Kasvetli bir havanın betimlemeye çalıştığı şeydi şairin üstündeki gerginlik.
Gözlerindeki yorgunluktan dökülen sözlere şahit olmuştum.
Her dalışı bir şeyi hatta birçok şeyi anlatmak istiyordu.
Kulaklarım, gözlerim dört gözle ortak olmak için baş köşeye kurulmuştu bile.
Yok saymaların, kaçışların yurduydu burası. Salon kulaksızların, oturma odası körlerin ve misafir salonu da bilmezlerin sığınağıydı.
İpini koparan göçüp gelmişti ta uzak diyarlardan.
Gelmişti diye nitelendirmek de trajedi için hedefi tam on ikiden vurmaya benziyordu.
Rotasız kaçaklardı. Sokaklarım yönünü kaybetmiş insan kaynıyordu.
Haritaları ellerindeydi aslında.

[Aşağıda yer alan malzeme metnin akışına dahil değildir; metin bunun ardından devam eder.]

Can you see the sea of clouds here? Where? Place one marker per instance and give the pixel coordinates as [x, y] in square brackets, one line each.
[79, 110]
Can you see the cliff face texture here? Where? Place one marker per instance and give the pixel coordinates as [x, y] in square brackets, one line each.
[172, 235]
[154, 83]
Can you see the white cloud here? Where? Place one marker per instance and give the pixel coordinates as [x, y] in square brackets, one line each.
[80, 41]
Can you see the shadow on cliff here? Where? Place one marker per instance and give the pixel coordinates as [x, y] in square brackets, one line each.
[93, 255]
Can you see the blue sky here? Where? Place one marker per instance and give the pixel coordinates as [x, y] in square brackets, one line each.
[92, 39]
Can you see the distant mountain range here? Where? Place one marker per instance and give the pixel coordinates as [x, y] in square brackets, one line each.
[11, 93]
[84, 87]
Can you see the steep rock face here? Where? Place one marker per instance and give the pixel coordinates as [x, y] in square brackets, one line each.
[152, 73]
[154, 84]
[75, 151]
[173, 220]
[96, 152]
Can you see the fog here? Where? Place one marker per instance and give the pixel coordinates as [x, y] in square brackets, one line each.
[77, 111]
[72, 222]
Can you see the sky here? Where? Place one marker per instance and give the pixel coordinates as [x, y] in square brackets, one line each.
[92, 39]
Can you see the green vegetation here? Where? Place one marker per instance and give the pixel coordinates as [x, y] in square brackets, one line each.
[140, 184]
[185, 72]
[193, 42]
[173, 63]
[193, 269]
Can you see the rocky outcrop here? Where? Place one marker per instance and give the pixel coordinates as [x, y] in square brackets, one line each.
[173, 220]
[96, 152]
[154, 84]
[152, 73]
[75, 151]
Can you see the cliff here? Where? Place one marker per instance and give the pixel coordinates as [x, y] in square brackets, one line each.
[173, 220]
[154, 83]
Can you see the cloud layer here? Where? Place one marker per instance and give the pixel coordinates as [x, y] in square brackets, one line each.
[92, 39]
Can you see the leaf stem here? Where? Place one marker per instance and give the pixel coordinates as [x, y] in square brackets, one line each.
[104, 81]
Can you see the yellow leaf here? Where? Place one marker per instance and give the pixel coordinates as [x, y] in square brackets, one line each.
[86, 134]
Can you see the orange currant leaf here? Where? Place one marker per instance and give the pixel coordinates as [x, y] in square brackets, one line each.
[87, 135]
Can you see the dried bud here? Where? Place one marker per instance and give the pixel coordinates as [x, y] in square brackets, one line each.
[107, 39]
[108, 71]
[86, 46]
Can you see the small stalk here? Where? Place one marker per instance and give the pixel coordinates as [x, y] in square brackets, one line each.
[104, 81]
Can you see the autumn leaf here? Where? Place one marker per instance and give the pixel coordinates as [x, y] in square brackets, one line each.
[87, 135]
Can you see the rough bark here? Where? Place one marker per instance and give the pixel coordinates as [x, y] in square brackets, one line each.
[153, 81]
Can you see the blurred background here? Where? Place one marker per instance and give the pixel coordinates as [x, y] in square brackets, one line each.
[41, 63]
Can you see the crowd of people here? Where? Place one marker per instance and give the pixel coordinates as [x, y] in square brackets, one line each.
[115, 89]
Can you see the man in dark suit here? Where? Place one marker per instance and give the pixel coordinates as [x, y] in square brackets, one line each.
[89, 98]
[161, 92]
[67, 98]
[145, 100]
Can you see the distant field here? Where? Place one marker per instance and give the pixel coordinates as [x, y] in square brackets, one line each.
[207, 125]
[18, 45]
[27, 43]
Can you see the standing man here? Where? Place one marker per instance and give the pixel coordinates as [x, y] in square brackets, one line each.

En doğru yol aklın ve kalbin çizgisinden geçerdi.
Kalpsiz insan da pusulasız haritaya benzerdi .
Ruhun da pusulası gerçeklikti.
Mutlak hakikat denen şey asla yönünden sapmazdı.
Hakikatin mahkemesinde kırılan onca kalemin parçacıkları vardı hala.
Biraz mutluluk biraz da hüzün bulaşmıştı cübbeme.
Bu en temiz kirdi. Mutluluğum yankılanıyordu sonra.
Bir kalabalığın dinginliği kadar dengesizi, hissiyatların medceziri kadar da alışılmışı oynamayı seviyordum.
Sevdiklerimi , belki sevmediklerimi tasvir ediyordum çoğu zaman.
Hangi kefe ağır basıyordu orası aşikardı. Bütün bu bilinmezliklerin içindeki bir çukurdum ben.
Bu en haklı kabullenişti...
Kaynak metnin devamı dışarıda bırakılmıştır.